L'entreprise de cryptomonnaies liée au président Donald Trump, World Liberty Financial Inc., a de nouveau fait l'objet d'un examen politique lors d'une audience au Congrès au cours de laquelle le chef du Bureau du contrôleur de la monnaie des États-Unis (OCC) a suggéré que la seule pression politique que son agence ressent dans sa décision d'accorder ou non une licence bancaire à l'entreprise provient des démocrates, et non de Trump.
La réplique du contrôleur de la monnaie Jonathan Gould est intervenue en réponse au représentant Gregory Meeks, un démocrate de New York, qui a demandé lors de l'audience de jeudi si Gould "travaille pour le peuple américain ou travaille comme réparateur des problèmes de Trump, lequel des deux ?"
"Vos tentatives de continuer à me faire pression sont la seule pression politique que j'ai ressentie de quiconque, à part vos collègues du Sénat", a déclaré Gould, faisant référence à des questions similaires qu'il avait entendues de démocrates, dont la sénatrice Elizabeth Warren. "C'est très regrettable et sans précédent", a-t-il ajouté, insistant sur le fait que son agence accomplira son travail conformément à la loi régissant les licences.

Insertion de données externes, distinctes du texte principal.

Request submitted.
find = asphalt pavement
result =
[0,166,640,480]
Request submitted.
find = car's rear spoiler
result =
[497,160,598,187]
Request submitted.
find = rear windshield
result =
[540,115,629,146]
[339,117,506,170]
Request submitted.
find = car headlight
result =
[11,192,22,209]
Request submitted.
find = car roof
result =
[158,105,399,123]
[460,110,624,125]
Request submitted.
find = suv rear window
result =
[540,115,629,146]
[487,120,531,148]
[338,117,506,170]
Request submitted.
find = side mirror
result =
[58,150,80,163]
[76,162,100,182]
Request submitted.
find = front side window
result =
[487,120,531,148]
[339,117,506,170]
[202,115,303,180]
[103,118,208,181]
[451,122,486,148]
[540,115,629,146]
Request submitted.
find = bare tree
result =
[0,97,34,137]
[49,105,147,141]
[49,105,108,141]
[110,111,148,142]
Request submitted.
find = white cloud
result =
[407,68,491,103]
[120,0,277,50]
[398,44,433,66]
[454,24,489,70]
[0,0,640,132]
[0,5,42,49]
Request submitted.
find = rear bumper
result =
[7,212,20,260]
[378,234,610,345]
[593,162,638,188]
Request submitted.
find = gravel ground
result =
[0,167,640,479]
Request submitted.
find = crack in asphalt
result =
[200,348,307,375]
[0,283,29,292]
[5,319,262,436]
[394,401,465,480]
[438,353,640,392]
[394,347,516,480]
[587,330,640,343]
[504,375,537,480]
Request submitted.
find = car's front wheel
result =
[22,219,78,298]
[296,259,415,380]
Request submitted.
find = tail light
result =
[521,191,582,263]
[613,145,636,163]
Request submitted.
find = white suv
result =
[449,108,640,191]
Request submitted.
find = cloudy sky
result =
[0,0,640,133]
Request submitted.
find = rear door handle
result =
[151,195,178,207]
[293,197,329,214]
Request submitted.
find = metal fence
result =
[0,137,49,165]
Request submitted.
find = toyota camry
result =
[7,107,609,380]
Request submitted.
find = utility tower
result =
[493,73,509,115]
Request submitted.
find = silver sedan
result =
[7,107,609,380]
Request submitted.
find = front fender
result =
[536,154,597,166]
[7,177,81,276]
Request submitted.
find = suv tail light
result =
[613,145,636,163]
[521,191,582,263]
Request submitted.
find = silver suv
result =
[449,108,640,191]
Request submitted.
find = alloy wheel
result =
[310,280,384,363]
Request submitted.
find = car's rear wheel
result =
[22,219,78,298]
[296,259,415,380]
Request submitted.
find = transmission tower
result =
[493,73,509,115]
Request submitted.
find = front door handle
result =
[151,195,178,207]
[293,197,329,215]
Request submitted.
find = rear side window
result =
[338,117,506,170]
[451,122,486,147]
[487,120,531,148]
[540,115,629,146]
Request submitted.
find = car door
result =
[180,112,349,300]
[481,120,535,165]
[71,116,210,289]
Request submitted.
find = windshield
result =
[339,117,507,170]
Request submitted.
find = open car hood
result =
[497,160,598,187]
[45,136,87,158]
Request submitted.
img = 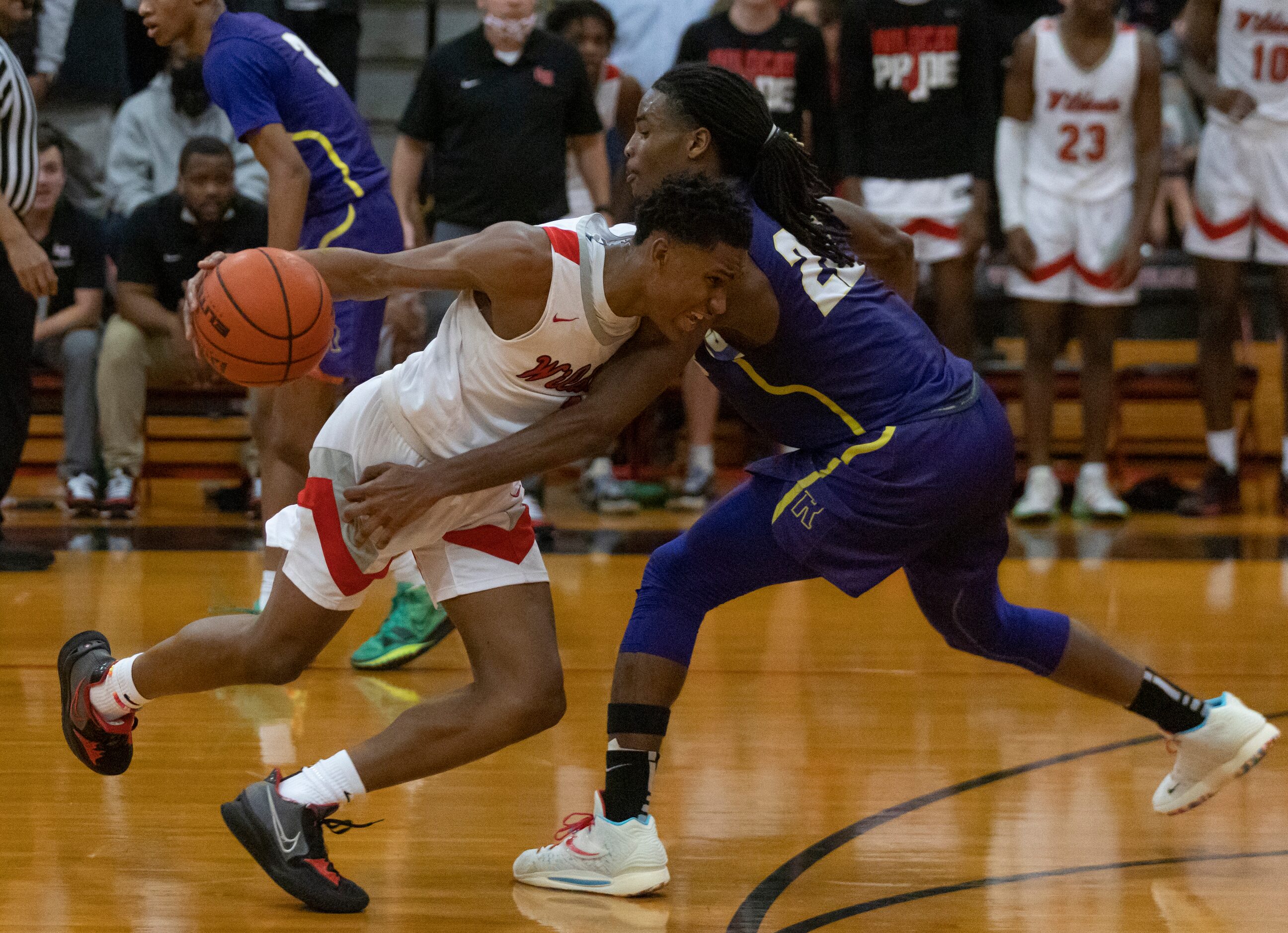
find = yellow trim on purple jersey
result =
[770,425,894,524]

Les démocrates continuent de soutenir que les liens de World Liberty avec des investisseurs étrangers et des partenaires cryptos précédemment associés à des comportements illicites, y compris la bourse mondiale Binance, suggèrent qu'elle n'est pas apte à obtenir une licence bancaire américaine, et ils ont affirmé qu'il est inapproprié qu'un nommé par Trump décide d'accorder ou non un tel avantage à une entreprise partiellement détenue par le président et sa famille.
Au milieu des joutes verbales de jeudi, Gould a déclaré que son agence respecte les lois sur l'éthique dans la demande de licence de banque fiduciaire nationale pour World Liberty Trust Company.
L'entreprise liée à Trump est également un émetteur de stablecoins, ce qui a été un sujet central de l'audience de la Commission des services financiers de la Chambre, au cours de laquelle les superviseurs américains des secteurs bancaire et des coopératives de crédit ont expliqué où ils en sont dans la mise en œuvre de la loi GENIUS (Guiding and Establishing National Innovation for U.S. Stablecoins).
Les régulateurs ont déjà publié plusieurs propositions de règles pour mettre en place la nouvelle loi, et le président de la Federal Deposit Insurance Corp. (FDIC), Travis Hill, a déclaré qu'une autre arrive bientôt, précisant que son agence et d'autres proposeront une règle exigeant des "programmes d'identification des clients" pour les émetteurs de stablecoins "dans un avenir très proche".
Kyle Hauptman, président de la National Credit Union Administration, a salué l'essor des stablecoins aux États-Unis dans sa déposition.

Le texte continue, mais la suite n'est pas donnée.